1. Slice/summary report
2. Any warning/error report
3. Power report
4. Timing report; first (longest) path only
5. source verilog files
6. test verilog files
7. source matlab files

f) [0-25 pts] Area points for smaller FFT area in relation to other designs in the class. Must be fully functional, with working and tested matlab-accurate plots and clean synthesis (no errors or serious warnings).
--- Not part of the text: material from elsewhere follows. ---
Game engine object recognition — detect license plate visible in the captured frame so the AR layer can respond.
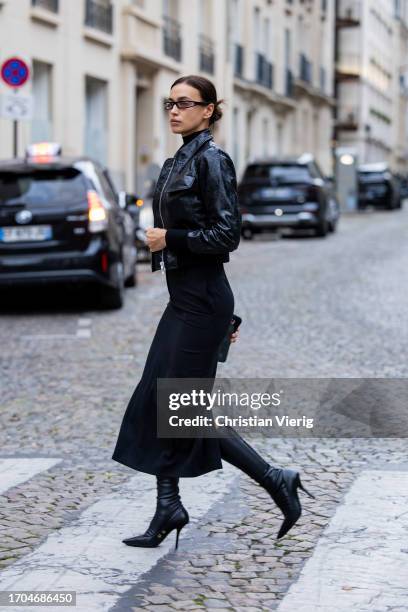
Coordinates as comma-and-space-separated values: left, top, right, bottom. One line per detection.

Possibly-helpful suggestions

- Work on a block at a time; for example, get things working in this order:
  o First generate a single butterfly output--the imaginary part of the X butterfly output would be a good one to start with.
  o Next get the whole butterfly processor working such that it matches matlab butterfly equations with adequate precision and random inputs.
  o Next pipeline and synthesize the datapath so it meets timing.
  o Now for the control: write the FFT entirely in matlab using the same equations you will use in verilog. The matlab functions bitget0.m and bitset0.m can come in very handy.
  o Now write verilog to generate all addresses and $W_N$ ROM addresses; pipeline it, and you're almost done.
  o Plan for lots of debugging time!
- As a rule, register all inputs into your top level to give those signals a full clock cycle to work inside your block before they have to be registered again. This does not apply to the multiplier and memory interfaces.
FPGA test using UART

You need to implement the FFT on virtex 5 FPGA and test the design using UART. You can show the FFT functionality using your own input sequence or . The results of the computation must closely match with your simulation results.

What to return
Fully tested design with testbench and hardware demonstration.
- Verified design in simulation
  - First test UART with a testbench separately. Then test UART and FFT module with a complete testbench.
- Verified design in Hardware and demonstration
Use matlab and serial interface to send data from PC to FPGA ML505 board and receive data and show the image using matlab.
- Complete report with detail block diagrams and plots for your results.

For undergraduates
Undergraduates will design an 8-point FFT and all other requirements for implementation and return will stay the same.